3) Growth hormones adversely affect the sebaceous glands causing them to become easily plugged. Insulin-like growth hormone-1 (IGF-1) is known to be increased by dietary protein (meat, poultry, etc.), and especially by dairy products. Research shows elevated IGF-1 levels are associated with more acne.4
Other factors that may play a lesser role are:
4) Acne is promoted by lack of antioxidants and other plant-derived nutrients that keep the skin healthy.8
5) Poor circulation to the skin from a high-fat diet allows the skin to be more susceptible to acne.9,10
6) Fat and oils, brought to the skin by hands picking up greasy French fries and burgers, cause acne – this directly-applied grease plugs the pores and feeds the bacteria.
Preventing and Curing Acne
Everyone knows that acne is related to surging hormones during adolescence, but to blame acne on puberty is like blaming heart disease on old age. People get more heart disease as they get older, but only when they eat the wrong diet. Heart disease does not exist where people eat healthy, such as in rural Africa and Asia. Heart disease is also cured when sick people change to a healthy diet. Same story with acne.
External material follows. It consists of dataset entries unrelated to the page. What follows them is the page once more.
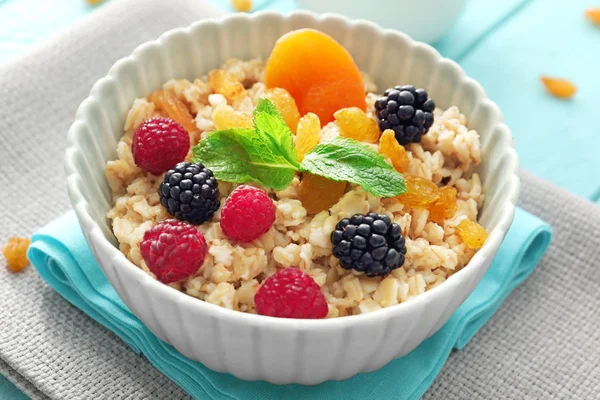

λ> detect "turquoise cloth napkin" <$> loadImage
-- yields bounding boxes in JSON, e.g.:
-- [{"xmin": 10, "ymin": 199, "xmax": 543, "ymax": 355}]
[{"xmin": 28, "ymin": 209, "xmax": 551, "ymax": 400}]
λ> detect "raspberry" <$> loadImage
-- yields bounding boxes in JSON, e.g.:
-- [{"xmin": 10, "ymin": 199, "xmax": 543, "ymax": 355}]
[
  {"xmin": 158, "ymin": 162, "xmax": 221, "ymax": 224},
  {"xmin": 131, "ymin": 117, "xmax": 190, "ymax": 175},
  {"xmin": 221, "ymin": 185, "xmax": 275, "ymax": 242},
  {"xmin": 331, "ymin": 213, "xmax": 406, "ymax": 277},
  {"xmin": 140, "ymin": 219, "xmax": 207, "ymax": 283},
  {"xmin": 254, "ymin": 268, "xmax": 328, "ymax": 319},
  {"xmin": 375, "ymin": 85, "xmax": 435, "ymax": 145}
]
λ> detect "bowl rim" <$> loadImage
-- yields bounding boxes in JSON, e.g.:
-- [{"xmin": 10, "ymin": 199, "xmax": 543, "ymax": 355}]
[{"xmin": 65, "ymin": 11, "xmax": 520, "ymax": 331}]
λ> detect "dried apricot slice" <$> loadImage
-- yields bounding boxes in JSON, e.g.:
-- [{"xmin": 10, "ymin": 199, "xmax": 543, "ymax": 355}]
[
  {"xmin": 295, "ymin": 113, "xmax": 321, "ymax": 161},
  {"xmin": 333, "ymin": 107, "xmax": 381, "ymax": 143},
  {"xmin": 212, "ymin": 104, "xmax": 253, "ymax": 131},
  {"xmin": 585, "ymin": 7, "xmax": 600, "ymax": 26},
  {"xmin": 2, "ymin": 237, "xmax": 31, "ymax": 272},
  {"xmin": 148, "ymin": 89, "xmax": 198, "ymax": 133},
  {"xmin": 298, "ymin": 173, "xmax": 346, "ymax": 214},
  {"xmin": 379, "ymin": 129, "xmax": 410, "ymax": 172},
  {"xmin": 265, "ymin": 29, "xmax": 366, "ymax": 125},
  {"xmin": 541, "ymin": 76, "xmax": 577, "ymax": 99},
  {"xmin": 428, "ymin": 186, "xmax": 458, "ymax": 222},
  {"xmin": 456, "ymin": 219, "xmax": 487, "ymax": 250},
  {"xmin": 396, "ymin": 175, "xmax": 440, "ymax": 208},
  {"xmin": 208, "ymin": 69, "xmax": 246, "ymax": 101},
  {"xmin": 264, "ymin": 88, "xmax": 300, "ymax": 134}
]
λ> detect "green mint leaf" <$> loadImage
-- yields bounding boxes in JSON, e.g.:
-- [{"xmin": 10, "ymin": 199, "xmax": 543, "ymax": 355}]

Acne may be the best angle you will ever use to sell a healthy diet to your teenage children. After changing to plant-based, low-fat foods you (and they) should expect to experience a noticeable reduction in the oiliness of your face and hair within about 4 to 7 days. The pimples start to resolve shortly after that, but sometimes it takes as long as a month to start to show improvement. Strict adherence to the diet is absolutely essential, because I have found that small indiscretions result in a crop of pimples within a day or two. One night out to the pizza parlor will mean a face-full of flare-ups before you can say, “I shouldn’t have ordered the extra cheese and pepperoni.” This means you must follow a diet based on starches with fruits and vegetables – strictly avoiding all added fats, including nuts, seeds, avocados, olives, soybeans, and vegetable oils – even the so-called “good” fats. Wash all oils from your hands before touching your face, shampoo the oil from your hair daily, and use a “buff pad” to help open your pores and thoroughly clean your skin. If your skin is not improving, then my first guess is you are not adhering strictly enough to your diet and skin care. After all, millions of people living in Papua New Guinea, Paraguay, rural Africa and Asia who eat a plant-based diet are acne-free throughout their lives – so why can’t you also be acne-free, if you behave like they do?
1) Fulton JE Jr. Effect of chocolate on acne vulgaris. JAMA. 1969 Dec 15;210(11):2071-4.
2) Michaelsson G. Diet and acne. Nutr Rev. 1981 Feb;39(2):104-6.
3) Rasmussen JE. Diet and acne. Int J Dermatol. 1977 Jul-Aug;16(6):488-92.
4) Cordain L. Acne vulgaris: a disease of Western civilization. Arch Dermatol. 2002 Dec;138(12):1584-90.
5) Rosenberg EW . Acne diet reconsidered. Arch Dermatol. 1981 Apr;117(4):193-5.
6) Hoehn GH. Acne and diet. Cutis. 1966; 2:389-94.
7) Thiboutot DM. Diet and acne revisited. Arch Dermatol. 2002 Dec;138(12):1591-2.
8) Logan AC. Omega-3 fatty acids and acne. Arch Dermatol. 2003 Jul;139(7):941-2;
9) Rim SJ. Decrease in coronary blood flow reserve during hyperlipidemia is secondary to an increase in blood viscosity. Circulation. 2001 Nov 27;104(22):2704-9.